My work with Wawan Sofwan also continues with a number of projects bubbling away. Surat-Suratnya is a collaboration also with Ria Soemardjo, co-written and directed by Wawan Sofwan, with myself as co-producer, dramaturg and translator and performed by Ellen Marning (Australia) and Eka Fajar (Indonesia). It is a true story about an Australian woman in Jakarta with her Indonesian husband and children during the so called ‘communist purges’ of the 1960s. This is a sensitive topic in Indonesia, but an important one, and after selling out our season with a waiting list as long as your arm in 2023, we are in the process of following up interest after pitching at Showcase Victoria this year. It is an amazing example of how our stories across Indonesia and Australia are entwined.
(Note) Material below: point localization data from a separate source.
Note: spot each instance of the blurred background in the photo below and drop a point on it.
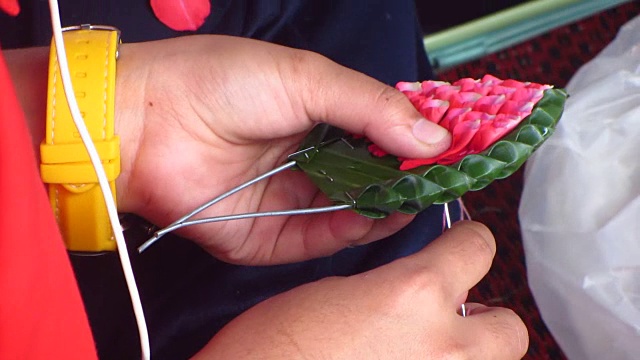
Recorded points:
(540, 41)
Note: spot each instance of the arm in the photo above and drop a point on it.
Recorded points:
(404, 310)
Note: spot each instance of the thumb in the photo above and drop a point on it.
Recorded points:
(360, 104)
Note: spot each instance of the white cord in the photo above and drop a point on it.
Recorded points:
(102, 179)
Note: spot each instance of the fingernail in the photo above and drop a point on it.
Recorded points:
(428, 132)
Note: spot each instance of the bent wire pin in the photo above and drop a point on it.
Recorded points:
(342, 167)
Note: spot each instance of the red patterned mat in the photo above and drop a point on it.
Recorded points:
(551, 58)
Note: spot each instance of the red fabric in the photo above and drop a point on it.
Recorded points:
(41, 311)
(181, 15)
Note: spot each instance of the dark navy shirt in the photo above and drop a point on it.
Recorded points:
(188, 295)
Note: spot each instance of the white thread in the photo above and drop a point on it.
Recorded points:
(102, 180)
(53, 102)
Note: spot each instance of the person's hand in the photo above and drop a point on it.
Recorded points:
(408, 309)
(200, 115)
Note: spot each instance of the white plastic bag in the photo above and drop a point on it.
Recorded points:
(580, 210)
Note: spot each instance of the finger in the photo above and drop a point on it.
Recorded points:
(494, 332)
(457, 260)
(307, 237)
(360, 104)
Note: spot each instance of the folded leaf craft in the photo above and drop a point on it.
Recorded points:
(495, 125)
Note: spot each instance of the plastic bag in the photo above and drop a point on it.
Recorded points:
(580, 210)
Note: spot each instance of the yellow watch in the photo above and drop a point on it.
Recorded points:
(74, 192)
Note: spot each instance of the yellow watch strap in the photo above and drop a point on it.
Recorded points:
(73, 187)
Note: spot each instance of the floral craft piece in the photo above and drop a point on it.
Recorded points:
(477, 113)
(495, 124)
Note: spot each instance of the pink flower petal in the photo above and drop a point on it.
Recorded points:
(182, 15)
(433, 109)
(489, 104)
(408, 86)
(461, 136)
(492, 131)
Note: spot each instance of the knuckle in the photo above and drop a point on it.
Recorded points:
(481, 240)
(414, 287)
(457, 351)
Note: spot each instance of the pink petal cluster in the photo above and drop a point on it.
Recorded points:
(476, 112)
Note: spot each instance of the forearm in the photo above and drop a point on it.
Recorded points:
(28, 68)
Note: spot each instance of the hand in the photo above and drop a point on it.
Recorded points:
(200, 115)
(404, 310)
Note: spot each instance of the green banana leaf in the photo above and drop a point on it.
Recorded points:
(344, 169)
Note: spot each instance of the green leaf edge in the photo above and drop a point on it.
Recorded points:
(380, 188)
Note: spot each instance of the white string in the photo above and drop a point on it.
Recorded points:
(102, 179)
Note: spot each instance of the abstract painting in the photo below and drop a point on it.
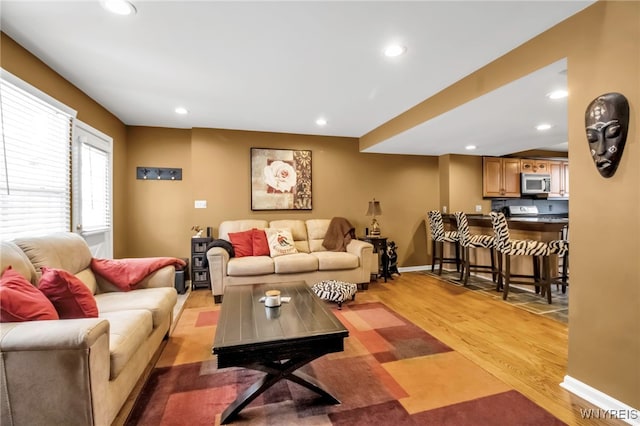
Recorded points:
(280, 179)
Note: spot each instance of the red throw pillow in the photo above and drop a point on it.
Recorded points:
(260, 243)
(69, 295)
(242, 242)
(20, 301)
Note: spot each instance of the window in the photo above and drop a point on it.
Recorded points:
(35, 161)
(95, 186)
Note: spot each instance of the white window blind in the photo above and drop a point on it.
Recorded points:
(35, 181)
(96, 190)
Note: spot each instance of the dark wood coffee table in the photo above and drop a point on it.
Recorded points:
(277, 341)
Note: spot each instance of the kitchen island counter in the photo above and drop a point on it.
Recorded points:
(539, 228)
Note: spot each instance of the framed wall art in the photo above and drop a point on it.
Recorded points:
(280, 179)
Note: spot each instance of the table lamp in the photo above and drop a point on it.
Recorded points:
(374, 210)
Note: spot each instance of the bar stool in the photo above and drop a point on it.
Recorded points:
(438, 237)
(561, 248)
(473, 241)
(507, 247)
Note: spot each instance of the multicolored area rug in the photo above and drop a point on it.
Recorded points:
(390, 373)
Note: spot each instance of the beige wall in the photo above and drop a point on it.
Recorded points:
(463, 189)
(218, 171)
(24, 65)
(602, 47)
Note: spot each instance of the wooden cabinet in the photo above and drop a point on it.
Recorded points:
(533, 165)
(199, 273)
(500, 177)
(559, 171)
I think it’s very important, thinking about intercultural exchange, and cultural diplomacy, that we are able to share the truth, to share our sad stories, as well as the beauty we create as artists. To heal is very important for world peace. It so important that we can express our humanity and not be afraid to speak truth. This is what the world needs right now.

All in all, I want to highlight, the importance of celebrating our humanity as artists collaborating across cultures. Humanity and truth must come first.
Thank you for listening to me today, please feel free to reach out to me if you’d like to know any more about my work, or if you have a project you’d like to share with me.